Of these total FAs, 10,119 work at Wells Fargo Advisors branch offices, while 3,324 work in bank branches. The remainder—1,744—are independent reps with Wells Fargo Financial Network (FiNet) or First Clearing. The group also includes 3,852 licensed bankers and 74 clearing firms.

In early February, Wells Fargo Advisors named Jim McHale to the post of chief compliance officer. He reports to Bob Mooney, chief compliance officer of Wells Fargo’s Wealth, Brokerage and Retirement.

Before joining Wells Fargo, McHale worked on an enterprise compliance program at E*Trade. Earlier, he was assistant general counsel for the Securities Industry and Financial Markets Association (SIFMA).

“Jim is an exceptional addition to our team,” said Mary Mack, president and head of Wells Fargo Advisors, in a statement. “He has the skills, perspective and leadership required to help WFA thrive in an increasingly complex and demanding regulatory environment.”


UBS said fourth-quarter results in the group’s wealth-management operations in the Americas included operating income of $1.924 billion in Q4’14, up slightly from $1.919 billion in Q3’14 and an increase of 4% from $1.852 billion in Q4’13.

The company pointed to a drop in fee-based income. “Recurring net fee income decreased by $10 million to $1,187 million, mainly due to lower mutual fund fees partially offset by higher managed-account fees,” it explained in its earnings report. Transaction-based income, though, improved by $7 million to hit $448 million in the fourth quarter, thanks to “slightly higher” client activity.
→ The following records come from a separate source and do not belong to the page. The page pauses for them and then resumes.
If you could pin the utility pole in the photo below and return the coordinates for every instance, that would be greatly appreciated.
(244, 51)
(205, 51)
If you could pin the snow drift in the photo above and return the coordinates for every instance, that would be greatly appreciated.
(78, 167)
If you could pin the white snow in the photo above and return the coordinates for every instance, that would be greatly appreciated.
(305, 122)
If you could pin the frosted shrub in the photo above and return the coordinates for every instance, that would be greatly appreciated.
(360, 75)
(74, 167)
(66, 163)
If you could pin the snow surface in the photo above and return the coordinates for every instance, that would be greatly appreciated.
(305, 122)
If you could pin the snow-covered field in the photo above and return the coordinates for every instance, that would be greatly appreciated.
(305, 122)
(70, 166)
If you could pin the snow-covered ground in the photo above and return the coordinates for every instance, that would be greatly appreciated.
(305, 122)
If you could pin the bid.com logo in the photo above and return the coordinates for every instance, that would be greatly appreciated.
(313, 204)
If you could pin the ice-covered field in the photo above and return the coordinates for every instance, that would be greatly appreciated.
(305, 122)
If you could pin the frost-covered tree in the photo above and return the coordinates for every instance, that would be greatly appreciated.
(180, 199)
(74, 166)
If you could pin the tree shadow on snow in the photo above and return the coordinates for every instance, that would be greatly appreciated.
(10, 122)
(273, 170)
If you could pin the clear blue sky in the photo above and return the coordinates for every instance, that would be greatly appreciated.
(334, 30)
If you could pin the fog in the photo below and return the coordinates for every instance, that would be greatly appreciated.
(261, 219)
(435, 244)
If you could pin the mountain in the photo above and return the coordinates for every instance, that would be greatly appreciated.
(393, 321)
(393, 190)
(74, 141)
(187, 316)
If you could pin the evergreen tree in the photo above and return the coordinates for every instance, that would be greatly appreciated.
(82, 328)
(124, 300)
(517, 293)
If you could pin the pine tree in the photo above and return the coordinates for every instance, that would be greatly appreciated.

Still, Wealth Management Americas’ adjusted operating profit before taxes was $217 million, a drop of 15% from the same year-ago period and from the prior quarter.

The Swiss-based firm says the profit drop stemmed from a nearly $30 million jump in personnel expenses, which totaled about $1.4 million in the fourth quarter.

“The increase was mainly due to higher financial advisor compensation … and higher variable compensation expenses,” it said in its earnings report. “Expenses for compensation commitments related to recruited financial advisors increased by $4 million to $187 million.”

UBS has a need to focus on recruitment. Its advisor headcount in the Americas was 6,997 as of Dec. 31, down 1.5% from 7,114 in the third quarter and a decrease of 2% for 7,137 a year ago.

The firm, though, says the drop in reps is “consistent with our stated strategy of retaining and attracting the top producers in U.S. wealth management and keeping our advisor force in the 6,500–7,000 range.

Plus, it says that “more than two-thirds of the advisors who left UBS were in the lowest-producing two quintiles or not ranked at all.”

Of the total veteran advisors recruited in Q4, three-quarters “were ranked in the top two quintiles,” UBS adds.

Average production, or fees and commissions per advisor, stood at $1,091,000 in Q4’14, up 1% from $1,079,000 in Q3’14 and up 5% from $1,042,000 in Q4’13. Averaged invested asset per advisor reached $147 million in Q4, a 3% rise from the earlier quarter and an 8% jump from a year ago.

Total client assets reached $1.032 trillion as of Dec. 31, a jump of 2% from the prior period and 6% from a year ago. Net new money (or NNM) for the period was $5.5 billion vs. $4.9 billion in Q3.

“Including interest and dividends, NNM was $15.9 billion in Q4’14, up 51% from $10.5 billion in Q3’14. The increase in NNM was driven main by advisors with UBS longer than a year (‘same-store advisors’),” UBS said in a statement.